In the top picture below is the open-fronted cookhouse we built and in the bottom picture how it all looked on the Saturday morning when we first arrived – a few post holes in the ground.
In the group building this were Scott Batty, Kev Howlett, Jumbo Jim, Nigel Painter, Paul Workman, Chen, David Willis, John Rhyder and myself. John had split a load of sweet chestnut to use as the uprights and brought into the site a load of timber to build up the walls and for battoning and rafting.
We selected six pieces for the uprights and started on the back wall first. The plan was to have the kitchen closed off on two sides (to protect from the prevailing wind) and to have it open on two sides.

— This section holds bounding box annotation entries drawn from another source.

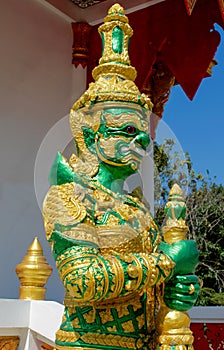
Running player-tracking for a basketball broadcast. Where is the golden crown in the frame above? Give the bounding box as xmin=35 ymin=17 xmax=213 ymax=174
xmin=72 ymin=4 xmax=152 ymax=110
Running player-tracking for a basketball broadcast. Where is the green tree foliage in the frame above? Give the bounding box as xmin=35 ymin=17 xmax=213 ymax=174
xmin=154 ymin=140 xmax=224 ymax=305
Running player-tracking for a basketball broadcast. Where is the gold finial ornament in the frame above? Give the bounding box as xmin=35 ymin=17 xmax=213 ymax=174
xmin=162 ymin=184 xmax=188 ymax=244
xmin=16 ymin=237 xmax=52 ymax=300
xmin=157 ymin=184 xmax=195 ymax=350
xmin=72 ymin=4 xmax=152 ymax=110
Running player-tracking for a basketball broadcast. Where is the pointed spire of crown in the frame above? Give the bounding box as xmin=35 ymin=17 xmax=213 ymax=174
xmin=72 ymin=4 xmax=152 ymax=111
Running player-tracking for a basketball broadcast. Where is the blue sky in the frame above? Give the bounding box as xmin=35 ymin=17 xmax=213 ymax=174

The first post went in easy enough and we compacted earth and stones around it to keep it secure.
The other posts were put in and we used large pieces of straight timber to make sure the these posts lined up properly (mark one eyeball – carpenters measures).
John then used his chainsaw to make the facings of the uprights smooth so we could attach the timber for the walls.
We actually built the back wall rather quickly. One person would select the timber, another held it in place, then pilot holes were drilled in by someone and finally someone else screwed the planks in. We all took turn about and soon had the back wall up.
The plan initially was to overlap the planks of wood so as to let the water drain off but we estimated at the start there were not enough to do that so we had to place them directly on top of each other.
There was excess wood on one side so after using a plank as a measuring device John trimmed the excess off with his chainsaw. We left just a lip of wood at the edge to overlap with the side wall that was to go up next.
Once the back was completed we built the side wall in the same way as the back wall (no pictures I’m afraid) and then started on the front.
The cookhouse is on a slope and John and Caron wanted a decent slope to the roof to help with runoff of rain (but not so tall as to be a problem in high winds). The first thing we did was decide on the height, then we marked it off on the uprights and got John to trim each pole to the right height.
We built a strong lintel at the front and I trimmed a couple of sweet chestnut poles to act as main rafters. We also had a selection of smaller machined battons to act as rafters.
I secured one of the sweet chestnut rafters in the middle and the other one at the open end of the cookhouse. The other machined rafters were all spread evenly along the roof and screwed down.
We did not have the shingles for the roof so we just nailed down a large tarp as a temporary cover.
In the bottom picture you get a feel for the angle of the slope the cookhouse sits on.
You can just make out the sign above Caron naming her kitchen (I have no idea who wrote it). In the pictures on the right you can see the shelving unit that Paul and Nigel built. Seemed pretty secure as it offered a perfect seat for John to survey it all.
You can also see the internal battoning (to the left of the jacket in the bottom tight picture and also to the right of John). This really strengthened the walls as we dug the battons deep into the ground.
Kev and Chen moved the kitchen platform from its old spot to inside the cookhouse. They did spend a good bit of time getting it secured properly on poles and perfectly flat.
We had some great food over the weekend with our dinner on the Saturday evening and breakfast on Sunday morning cooked inside it.
There were some other projects going on involving re-building the shower house, laying new chippings on the paths and building the raised firepit you can see in the picture below (that will be my next post in this series).
The Sunday was a very frantic day as we strived to get everything done. When we took the group photo some of the lads had already left (about three or four I think) so apologies if i have not mentioned everyone involved in this project.